Experiment Tracking: wandb, MLflow, and TensorBoard

Effective experiment tracking is essential for RL training, where reward curves can be noisy, training can diverge unexpectedly, and runs often last many hours. verl integrates with multiple tracking backends out of the box — from cloud-hosted services like Weights & Biases and MLflow to local options like TensorBoard.
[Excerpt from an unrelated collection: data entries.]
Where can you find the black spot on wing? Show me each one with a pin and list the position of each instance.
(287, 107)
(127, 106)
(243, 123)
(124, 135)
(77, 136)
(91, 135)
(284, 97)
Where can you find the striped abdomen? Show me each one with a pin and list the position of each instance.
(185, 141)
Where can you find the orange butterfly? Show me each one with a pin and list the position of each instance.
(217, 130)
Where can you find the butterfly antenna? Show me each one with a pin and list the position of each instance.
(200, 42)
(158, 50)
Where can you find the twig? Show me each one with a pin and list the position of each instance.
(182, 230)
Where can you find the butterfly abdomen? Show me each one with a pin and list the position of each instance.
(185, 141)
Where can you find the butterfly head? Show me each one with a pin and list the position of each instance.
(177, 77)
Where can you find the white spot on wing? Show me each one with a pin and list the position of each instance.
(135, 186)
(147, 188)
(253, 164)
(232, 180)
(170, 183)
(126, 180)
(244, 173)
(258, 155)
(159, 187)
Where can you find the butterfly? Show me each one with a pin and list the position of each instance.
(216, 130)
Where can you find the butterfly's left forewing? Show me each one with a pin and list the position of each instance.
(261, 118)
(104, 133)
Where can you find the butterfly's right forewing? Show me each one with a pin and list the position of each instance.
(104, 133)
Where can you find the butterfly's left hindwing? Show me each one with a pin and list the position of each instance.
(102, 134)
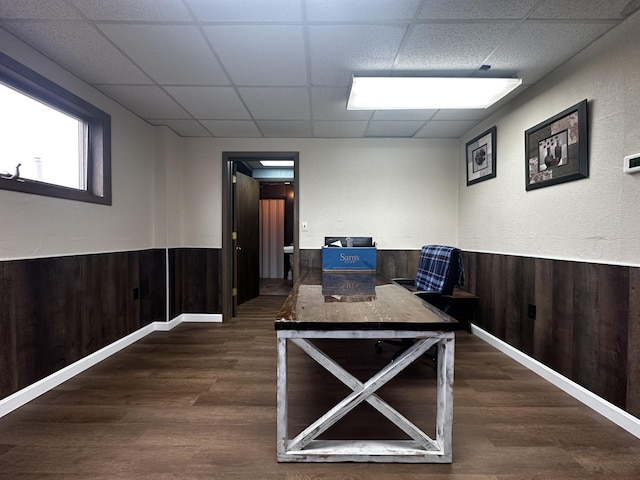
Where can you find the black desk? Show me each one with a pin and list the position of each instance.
(391, 312)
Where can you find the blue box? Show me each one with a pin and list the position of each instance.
(349, 259)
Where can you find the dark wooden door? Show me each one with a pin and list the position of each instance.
(247, 243)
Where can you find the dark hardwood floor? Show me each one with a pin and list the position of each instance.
(199, 402)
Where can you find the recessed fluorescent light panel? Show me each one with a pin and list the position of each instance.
(411, 93)
(276, 163)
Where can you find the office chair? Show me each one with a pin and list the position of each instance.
(439, 280)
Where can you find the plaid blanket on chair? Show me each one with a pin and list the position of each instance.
(433, 268)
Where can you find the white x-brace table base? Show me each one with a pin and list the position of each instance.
(420, 449)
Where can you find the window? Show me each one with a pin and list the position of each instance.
(51, 142)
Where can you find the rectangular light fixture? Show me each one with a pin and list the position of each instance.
(411, 93)
(276, 163)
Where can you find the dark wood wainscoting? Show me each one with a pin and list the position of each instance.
(58, 310)
(587, 318)
(194, 281)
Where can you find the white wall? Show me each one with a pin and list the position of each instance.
(401, 192)
(38, 226)
(595, 219)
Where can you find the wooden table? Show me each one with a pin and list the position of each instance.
(381, 310)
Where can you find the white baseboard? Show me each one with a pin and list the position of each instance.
(201, 317)
(33, 391)
(618, 416)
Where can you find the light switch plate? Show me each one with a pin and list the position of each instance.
(631, 163)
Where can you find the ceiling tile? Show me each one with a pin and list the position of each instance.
(37, 9)
(169, 54)
(330, 103)
(261, 54)
(445, 129)
(246, 10)
(139, 10)
(210, 102)
(81, 49)
(539, 46)
(184, 128)
(339, 129)
(422, 115)
(575, 9)
(393, 128)
(232, 128)
(360, 10)
(147, 101)
(463, 114)
(276, 103)
(476, 10)
(338, 52)
(285, 129)
(451, 46)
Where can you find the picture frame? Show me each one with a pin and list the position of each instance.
(557, 150)
(481, 157)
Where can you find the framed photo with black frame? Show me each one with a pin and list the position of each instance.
(481, 157)
(557, 150)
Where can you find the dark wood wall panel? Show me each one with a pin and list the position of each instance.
(59, 310)
(633, 342)
(587, 322)
(195, 279)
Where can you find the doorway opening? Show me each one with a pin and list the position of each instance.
(260, 225)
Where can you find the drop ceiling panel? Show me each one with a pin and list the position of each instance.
(275, 103)
(359, 11)
(138, 10)
(232, 128)
(184, 128)
(261, 54)
(170, 54)
(338, 52)
(210, 102)
(147, 101)
(246, 10)
(393, 129)
(463, 114)
(421, 115)
(288, 63)
(80, 48)
(476, 10)
(452, 46)
(445, 129)
(38, 9)
(285, 129)
(330, 103)
(577, 10)
(339, 129)
(539, 46)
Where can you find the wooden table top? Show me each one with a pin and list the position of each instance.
(383, 305)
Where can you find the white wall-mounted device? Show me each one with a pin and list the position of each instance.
(631, 163)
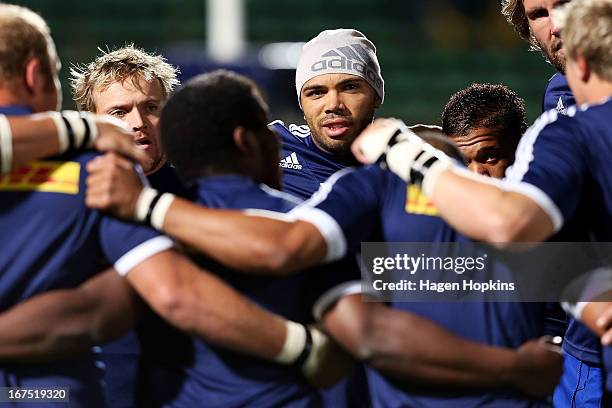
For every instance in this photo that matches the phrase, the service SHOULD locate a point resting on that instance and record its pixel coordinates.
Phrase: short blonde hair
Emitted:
(514, 11)
(23, 35)
(587, 31)
(126, 63)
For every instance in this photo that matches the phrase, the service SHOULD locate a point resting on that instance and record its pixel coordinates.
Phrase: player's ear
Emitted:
(583, 68)
(244, 139)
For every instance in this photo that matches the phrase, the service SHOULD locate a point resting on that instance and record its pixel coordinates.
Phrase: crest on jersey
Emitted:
(419, 203)
(48, 176)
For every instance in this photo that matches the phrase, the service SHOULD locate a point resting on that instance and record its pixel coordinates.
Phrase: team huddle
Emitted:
(169, 245)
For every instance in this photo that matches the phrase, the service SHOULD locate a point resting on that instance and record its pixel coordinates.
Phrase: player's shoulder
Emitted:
(285, 200)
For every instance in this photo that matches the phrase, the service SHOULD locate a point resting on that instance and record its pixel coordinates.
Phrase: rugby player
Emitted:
(339, 86)
(559, 177)
(420, 351)
(532, 20)
(51, 241)
(23, 138)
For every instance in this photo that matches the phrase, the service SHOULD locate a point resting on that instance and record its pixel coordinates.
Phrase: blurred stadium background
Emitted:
(427, 49)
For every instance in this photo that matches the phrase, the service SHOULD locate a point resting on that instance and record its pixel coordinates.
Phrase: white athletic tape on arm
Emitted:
(295, 340)
(62, 132)
(6, 144)
(161, 209)
(144, 202)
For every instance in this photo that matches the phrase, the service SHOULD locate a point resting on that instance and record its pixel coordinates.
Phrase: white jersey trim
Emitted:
(325, 223)
(329, 298)
(141, 253)
(275, 215)
(541, 199)
(281, 194)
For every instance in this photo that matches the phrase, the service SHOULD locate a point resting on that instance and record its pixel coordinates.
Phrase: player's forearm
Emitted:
(61, 323)
(48, 327)
(32, 137)
(479, 208)
(406, 346)
(199, 303)
(248, 243)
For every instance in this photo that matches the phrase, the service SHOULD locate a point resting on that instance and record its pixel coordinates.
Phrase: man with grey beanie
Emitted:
(339, 86)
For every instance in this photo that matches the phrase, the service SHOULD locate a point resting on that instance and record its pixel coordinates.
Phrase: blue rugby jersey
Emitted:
(557, 95)
(121, 357)
(187, 371)
(390, 210)
(563, 164)
(304, 165)
(50, 240)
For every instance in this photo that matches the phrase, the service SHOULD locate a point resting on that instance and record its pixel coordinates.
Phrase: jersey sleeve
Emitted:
(550, 166)
(126, 245)
(344, 210)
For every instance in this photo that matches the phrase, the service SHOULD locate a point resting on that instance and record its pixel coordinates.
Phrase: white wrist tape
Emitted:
(146, 197)
(158, 214)
(295, 341)
(62, 130)
(432, 175)
(575, 309)
(76, 130)
(320, 342)
(6, 145)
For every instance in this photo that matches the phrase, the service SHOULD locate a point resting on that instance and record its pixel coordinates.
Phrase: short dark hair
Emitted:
(198, 122)
(484, 105)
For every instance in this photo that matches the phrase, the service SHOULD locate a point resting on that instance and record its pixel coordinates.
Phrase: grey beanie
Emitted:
(341, 51)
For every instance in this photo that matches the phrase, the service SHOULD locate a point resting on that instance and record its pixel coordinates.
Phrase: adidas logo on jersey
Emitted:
(291, 162)
(351, 58)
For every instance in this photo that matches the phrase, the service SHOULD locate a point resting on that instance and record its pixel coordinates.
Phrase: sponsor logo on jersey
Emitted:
(418, 203)
(47, 176)
(350, 58)
(560, 108)
(291, 162)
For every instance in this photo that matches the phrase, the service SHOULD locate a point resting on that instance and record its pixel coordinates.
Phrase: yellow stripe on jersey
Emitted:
(418, 203)
(48, 176)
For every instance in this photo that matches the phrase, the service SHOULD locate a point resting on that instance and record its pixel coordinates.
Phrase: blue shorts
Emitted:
(581, 385)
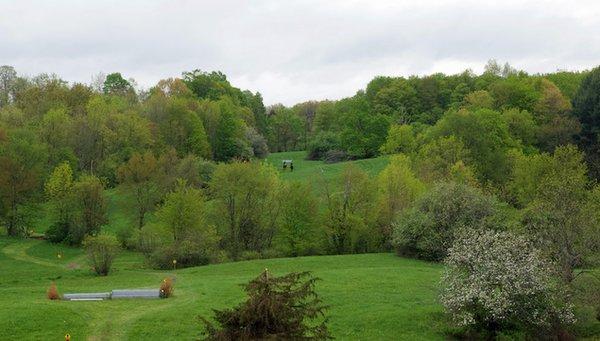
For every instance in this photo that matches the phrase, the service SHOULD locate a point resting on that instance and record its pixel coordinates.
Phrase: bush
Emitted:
(180, 232)
(299, 232)
(101, 251)
(277, 308)
(52, 292)
(322, 143)
(427, 230)
(166, 288)
(497, 281)
(257, 142)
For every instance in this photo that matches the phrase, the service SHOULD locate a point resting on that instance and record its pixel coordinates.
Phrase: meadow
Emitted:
(371, 296)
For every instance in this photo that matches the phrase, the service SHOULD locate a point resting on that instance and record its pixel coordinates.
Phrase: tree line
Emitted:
(503, 161)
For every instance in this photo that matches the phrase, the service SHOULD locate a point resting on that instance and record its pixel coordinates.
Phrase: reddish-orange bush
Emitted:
(52, 292)
(166, 288)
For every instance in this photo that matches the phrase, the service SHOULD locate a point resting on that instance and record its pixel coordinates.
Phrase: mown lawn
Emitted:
(372, 296)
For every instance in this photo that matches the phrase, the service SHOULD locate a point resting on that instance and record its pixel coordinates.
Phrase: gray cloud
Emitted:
(293, 51)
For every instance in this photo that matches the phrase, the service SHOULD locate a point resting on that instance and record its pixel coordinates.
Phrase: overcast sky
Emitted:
(293, 51)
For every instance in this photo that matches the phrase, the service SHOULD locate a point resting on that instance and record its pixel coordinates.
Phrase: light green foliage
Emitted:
(299, 233)
(435, 159)
(59, 191)
(398, 188)
(89, 203)
(398, 100)
(428, 230)
(115, 84)
(181, 231)
(557, 126)
(140, 176)
(586, 107)
(479, 99)
(351, 213)
(22, 160)
(247, 199)
(363, 292)
(400, 139)
(485, 134)
(563, 213)
(514, 91)
(101, 250)
(521, 126)
(364, 133)
(286, 130)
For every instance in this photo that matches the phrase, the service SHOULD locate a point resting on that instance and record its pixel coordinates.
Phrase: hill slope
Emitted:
(372, 296)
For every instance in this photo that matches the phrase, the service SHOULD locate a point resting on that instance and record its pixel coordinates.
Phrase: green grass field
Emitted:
(317, 171)
(372, 296)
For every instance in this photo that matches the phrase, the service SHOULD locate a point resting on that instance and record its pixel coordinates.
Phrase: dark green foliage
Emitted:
(22, 159)
(586, 107)
(278, 308)
(115, 84)
(102, 250)
(486, 136)
(428, 230)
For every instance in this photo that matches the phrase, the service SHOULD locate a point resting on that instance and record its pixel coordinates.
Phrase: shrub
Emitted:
(286, 308)
(427, 230)
(497, 281)
(181, 231)
(300, 232)
(257, 142)
(333, 156)
(101, 251)
(400, 139)
(52, 292)
(166, 288)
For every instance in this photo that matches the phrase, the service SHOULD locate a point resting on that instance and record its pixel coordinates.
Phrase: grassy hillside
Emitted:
(372, 296)
(305, 170)
(121, 214)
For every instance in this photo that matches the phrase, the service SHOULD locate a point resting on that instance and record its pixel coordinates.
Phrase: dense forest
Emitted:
(504, 152)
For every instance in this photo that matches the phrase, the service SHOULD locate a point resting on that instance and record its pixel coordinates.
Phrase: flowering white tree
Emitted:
(498, 280)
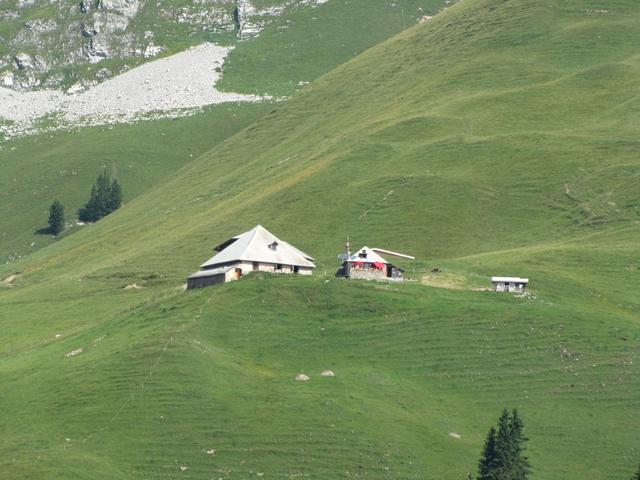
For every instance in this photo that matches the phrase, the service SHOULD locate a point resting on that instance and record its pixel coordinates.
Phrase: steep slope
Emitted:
(296, 46)
(499, 138)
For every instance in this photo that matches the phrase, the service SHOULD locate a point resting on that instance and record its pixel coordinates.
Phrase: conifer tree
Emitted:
(487, 463)
(106, 197)
(503, 455)
(115, 200)
(56, 217)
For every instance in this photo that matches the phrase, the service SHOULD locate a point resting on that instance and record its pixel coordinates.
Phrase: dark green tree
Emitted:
(56, 217)
(106, 197)
(503, 455)
(487, 463)
(115, 200)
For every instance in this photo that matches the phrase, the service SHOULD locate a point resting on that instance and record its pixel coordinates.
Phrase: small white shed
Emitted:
(509, 284)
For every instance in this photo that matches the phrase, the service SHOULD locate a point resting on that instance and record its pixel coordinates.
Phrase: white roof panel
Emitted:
(369, 256)
(509, 279)
(260, 245)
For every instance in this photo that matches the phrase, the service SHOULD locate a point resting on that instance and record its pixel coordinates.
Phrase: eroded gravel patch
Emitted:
(172, 86)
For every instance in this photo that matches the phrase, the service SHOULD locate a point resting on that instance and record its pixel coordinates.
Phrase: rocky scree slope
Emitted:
(69, 43)
(497, 139)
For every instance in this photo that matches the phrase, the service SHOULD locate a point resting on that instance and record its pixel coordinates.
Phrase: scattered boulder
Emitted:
(8, 281)
(128, 8)
(24, 61)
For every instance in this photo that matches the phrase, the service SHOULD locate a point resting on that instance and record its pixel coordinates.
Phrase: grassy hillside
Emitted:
(498, 138)
(298, 46)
This page explains how to configure them and which metrics to watch.

Supported Loggers

verl supports the following logging backends, which can be enabled simultaneously:

Backend	Value in Config	Notes
Console	`"console"`	Always-available stdout logging
Weights & Biases	`"wandb"`	Requires `WANDB_API_KEY` environment variable
SwanLab	`"swanlab"`	Alternative experiment tracker
MLflow	`"mlflow"`	Requires a tracking server or local directory
TensorBoard	`"tensorboard"`	Logs to `tensorboard_log/{project_name}/{experiment_name}` (override with `TENSORBOARD_DIR` env var)
Trackio	`"trackio"`	Lightweight alternative tracker

Configuration

All logging is configured under the trainer section:

trainer:
  project_name: my-rl-project
  experiment_name: ppo-qwen25-gsm8k
  logger: ["wandb", "tensorboard"]
  log_val_generations: 10    # number of validation samples to log each validation step

trainer.logger

list

default:"[\"console\", \"wandb\"]"

List of active logging backends. Provide multiple values to log to several backends simultaneously. Example: ["wandb", "tensorboard", "console"].

trainer.project_name

string

default:"verl_examples"

Project name used as the top-level grouping in wandb, SwanLab, and MLflow.

trainer.experiment_name

string

default:"gsm8k"

Run name used to identify this specific experiment within the project. Also used as a component of the checkpoint directory path.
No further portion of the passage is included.